Referent der von ZÄ Juliane Gnoth, Vorstandsmitglied der Zahnärztekammer Berlin, geleiteten Veranstaltung war ihr Vorstandskollege Dr. Dietmar Kuhn, der neben aktuellen Fakten auch viele Erfahrungen aus seinem Referat Berufsrecht zum Thema beitragen konnte. Teilweise überraschend war für die im Auditorium versammelten Kollegen, was derzeit alles an Praxismarketing seitens der Rechtsprechung als erlaubt angesehen wird. Dr. Kuhn führte unter anderen einige besonders drastische, aber reale Beispiele für Verstöße gegen die Berufsordnung an. Die Gefahr, dass einzelne Kollegen den Heilberuf in die Vergewerblichung trieben, sei leider groß, mahnte Dr. Kuhn. Spontanen Beifall seitens des Auditoriums gab es für die strikte Ablehnung der Kammer hinsichtlich Preisdumping und Verkauf von Gutscheinen für zahnärztliche Behandlungen auf Internetplattformen. Es gebe allerdings auch manches Erfreuliche zu vermelden, so Dr. Kuhn: „Den Zollstock, um das Praxisschild nachzumessen, gibt es schon lange nicht mehr.“ Design und Layout seien heute rechtlich gesehen eher nachrangig. Heute stehe vor allem der Inhalt des Praxisschildes im Blickpunkt. Das Schild dürfe weder anpreisend, unwahr, irreführend noch marktschreierisch sein, dies gelte im Übrigen auch generell für Marketingmaßnahmen der Praxen. Dass Gerichte und Berufsstand nicht immer einer Meinung sind, was als erlaubt durchgehen darf, war an dem deutlichen Unmut der Veranstaltungsteilnehmer bei einigen Fallpräsentationen zu spüren – dem Auditorium ging, was heute als erlaubt gilt, teilweise zu weit.

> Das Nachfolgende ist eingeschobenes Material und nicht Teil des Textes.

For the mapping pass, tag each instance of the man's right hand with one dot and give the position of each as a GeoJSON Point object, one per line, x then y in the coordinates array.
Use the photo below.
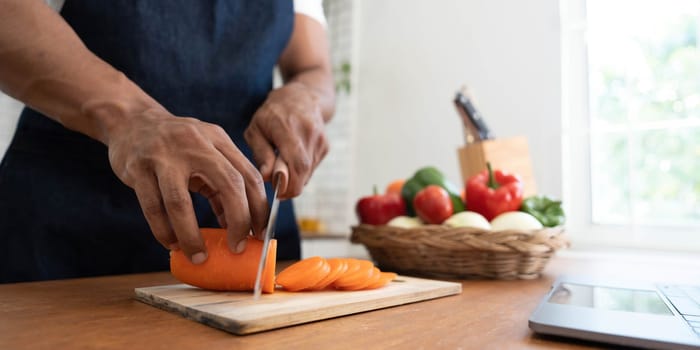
{"type": "Point", "coordinates": [163, 157]}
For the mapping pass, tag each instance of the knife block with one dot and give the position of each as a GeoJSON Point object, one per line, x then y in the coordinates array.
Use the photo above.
{"type": "Point", "coordinates": [509, 154]}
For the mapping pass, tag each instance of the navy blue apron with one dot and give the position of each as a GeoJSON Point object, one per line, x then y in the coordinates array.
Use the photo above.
{"type": "Point", "coordinates": [63, 212]}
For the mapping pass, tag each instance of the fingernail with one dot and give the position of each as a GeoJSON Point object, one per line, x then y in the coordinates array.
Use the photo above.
{"type": "Point", "coordinates": [240, 247]}
{"type": "Point", "coordinates": [199, 258]}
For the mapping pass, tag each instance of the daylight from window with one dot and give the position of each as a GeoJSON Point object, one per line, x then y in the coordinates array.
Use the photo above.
{"type": "Point", "coordinates": [644, 93]}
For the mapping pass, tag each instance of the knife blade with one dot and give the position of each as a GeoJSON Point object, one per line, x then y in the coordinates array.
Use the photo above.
{"type": "Point", "coordinates": [474, 119]}
{"type": "Point", "coordinates": [280, 175]}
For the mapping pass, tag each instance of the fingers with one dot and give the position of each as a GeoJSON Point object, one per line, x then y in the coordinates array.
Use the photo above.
{"type": "Point", "coordinates": [149, 198]}
{"type": "Point", "coordinates": [178, 205]}
{"type": "Point", "coordinates": [263, 151]}
{"type": "Point", "coordinates": [251, 184]}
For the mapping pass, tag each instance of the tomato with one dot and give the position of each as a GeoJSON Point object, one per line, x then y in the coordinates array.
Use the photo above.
{"type": "Point", "coordinates": [433, 204]}
{"type": "Point", "coordinates": [379, 209]}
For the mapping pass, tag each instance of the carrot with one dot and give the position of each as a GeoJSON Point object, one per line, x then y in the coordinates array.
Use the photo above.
{"type": "Point", "coordinates": [358, 272]}
{"type": "Point", "coordinates": [304, 274]}
{"type": "Point", "coordinates": [384, 278]}
{"type": "Point", "coordinates": [373, 277]}
{"type": "Point", "coordinates": [224, 270]}
{"type": "Point", "coordinates": [338, 267]}
{"type": "Point", "coordinates": [317, 273]}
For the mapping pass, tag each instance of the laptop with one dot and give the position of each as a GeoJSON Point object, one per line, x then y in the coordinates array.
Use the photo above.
{"type": "Point", "coordinates": [629, 313]}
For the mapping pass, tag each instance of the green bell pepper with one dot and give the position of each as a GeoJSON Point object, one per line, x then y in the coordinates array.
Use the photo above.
{"type": "Point", "coordinates": [547, 211]}
{"type": "Point", "coordinates": [425, 177]}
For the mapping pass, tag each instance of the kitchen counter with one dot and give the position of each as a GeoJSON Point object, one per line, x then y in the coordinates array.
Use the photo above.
{"type": "Point", "coordinates": [102, 313]}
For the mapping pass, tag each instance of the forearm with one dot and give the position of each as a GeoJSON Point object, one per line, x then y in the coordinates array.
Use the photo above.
{"type": "Point", "coordinates": [44, 64]}
{"type": "Point", "coordinates": [306, 60]}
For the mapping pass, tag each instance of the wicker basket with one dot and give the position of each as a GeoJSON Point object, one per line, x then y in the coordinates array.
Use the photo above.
{"type": "Point", "coordinates": [445, 252]}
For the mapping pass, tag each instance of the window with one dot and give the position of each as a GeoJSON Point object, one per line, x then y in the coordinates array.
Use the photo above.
{"type": "Point", "coordinates": [631, 79]}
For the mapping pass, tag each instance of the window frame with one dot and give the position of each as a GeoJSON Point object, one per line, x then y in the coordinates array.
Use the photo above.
{"type": "Point", "coordinates": [576, 162]}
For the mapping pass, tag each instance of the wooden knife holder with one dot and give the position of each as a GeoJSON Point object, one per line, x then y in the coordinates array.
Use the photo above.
{"type": "Point", "coordinates": [507, 154]}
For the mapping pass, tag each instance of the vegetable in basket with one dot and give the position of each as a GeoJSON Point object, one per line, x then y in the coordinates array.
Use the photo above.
{"type": "Point", "coordinates": [545, 210]}
{"type": "Point", "coordinates": [491, 193]}
{"type": "Point", "coordinates": [423, 178]}
{"type": "Point", "coordinates": [378, 209]}
{"type": "Point", "coordinates": [468, 219]}
{"type": "Point", "coordinates": [433, 204]}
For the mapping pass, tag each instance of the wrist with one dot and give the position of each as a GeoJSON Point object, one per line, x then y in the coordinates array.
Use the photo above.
{"type": "Point", "coordinates": [114, 110]}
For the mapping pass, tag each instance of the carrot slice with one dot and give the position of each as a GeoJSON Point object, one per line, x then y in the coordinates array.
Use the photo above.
{"type": "Point", "coordinates": [303, 274]}
{"type": "Point", "coordinates": [385, 277]}
{"type": "Point", "coordinates": [357, 273]}
{"type": "Point", "coordinates": [338, 267]}
{"type": "Point", "coordinates": [373, 277]}
{"type": "Point", "coordinates": [224, 270]}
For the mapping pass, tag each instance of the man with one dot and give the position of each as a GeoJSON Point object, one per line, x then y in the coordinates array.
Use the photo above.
{"type": "Point", "coordinates": [179, 93]}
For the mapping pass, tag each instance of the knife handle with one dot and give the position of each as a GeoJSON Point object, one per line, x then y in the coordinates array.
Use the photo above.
{"type": "Point", "coordinates": [280, 175]}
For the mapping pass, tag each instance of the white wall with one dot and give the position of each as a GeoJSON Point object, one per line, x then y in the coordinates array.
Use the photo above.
{"type": "Point", "coordinates": [413, 57]}
{"type": "Point", "coordinates": [9, 114]}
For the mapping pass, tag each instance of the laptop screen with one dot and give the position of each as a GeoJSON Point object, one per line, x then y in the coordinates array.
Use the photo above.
{"type": "Point", "coordinates": [619, 299]}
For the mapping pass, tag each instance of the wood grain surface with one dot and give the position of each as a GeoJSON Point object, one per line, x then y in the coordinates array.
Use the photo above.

Wiewohl vieles heute möglich sei, sei keineswegs grenzenlos alles gestattet, berichtete Dr. Kuhn und wurde unterstützt durch den Geschäftsführer der Zahnärztekammer Berlin, Reinhard Biker. Wenn wie bei Versteigerungsportalen das Angebot durch Sternchen und Kleingedrucktes eingeschränkt werde, gelte dies nach der Rechtsprechung grundsätzlich dann als irreführend, wenn hierdurch der Patient/Verbraucher irregeleitet werde. „Zahnersatz zum Nulltarif“ sei ebenfalls inakzeptabel, wenn nicht transparent alle Konditionen auf den ersten Blick vermittelt würden. Solche Formulierungen werteten die Gerichte als „Lockangebot“. In diesen Fällen stehe nicht die sachliche Patienteninformation, sondern die Gewinnmaximierung im Vordergrund. Reinhard Biker schilderte die verbreitete grundsätzliche Haltung der Rechtsprechung, die der Patienteninformation zwar generell viel Raum gebe – aber auch Grenzen setze. Er warnte die Praxen auch aus eigenem Interesse vor Versteigerungsaktionen im Internet: „Sie holen sich auf diese Weise keine treuen, sondern extrem preis-affine und Ärztehopping betreibende Patienten in die Praxis!“ Schon aus Patientenschutz-Gründen habe der Gesetzgeber eine Unterschreitung des 1,0-fachen Gebührensatzes der GOZ untersagt: Die Qualität der Versorgung solle so sichergestellt werden. Zudem müsse die Vergütung einer Leistung angemessen sein, dies gelte gleichermaßen für Rabatte.
Beifall gab es auch für ein Richterwort: Reinhard Biker zitierte aus einem Urteil, das eine besonders auffallende, weil extrem großformatige Werbemaßnahme rechtlich (gerade noch) als zulässig bewertete. Hier habe das Gericht in der Urteilsbegründung angemerkt, solche Werbung könne auf Patienten durchaus auch abschreckend wirken, weil der Patient annehmen könnte, dass dieser Zahnarzt derartig aggressive Werbung nötig habe.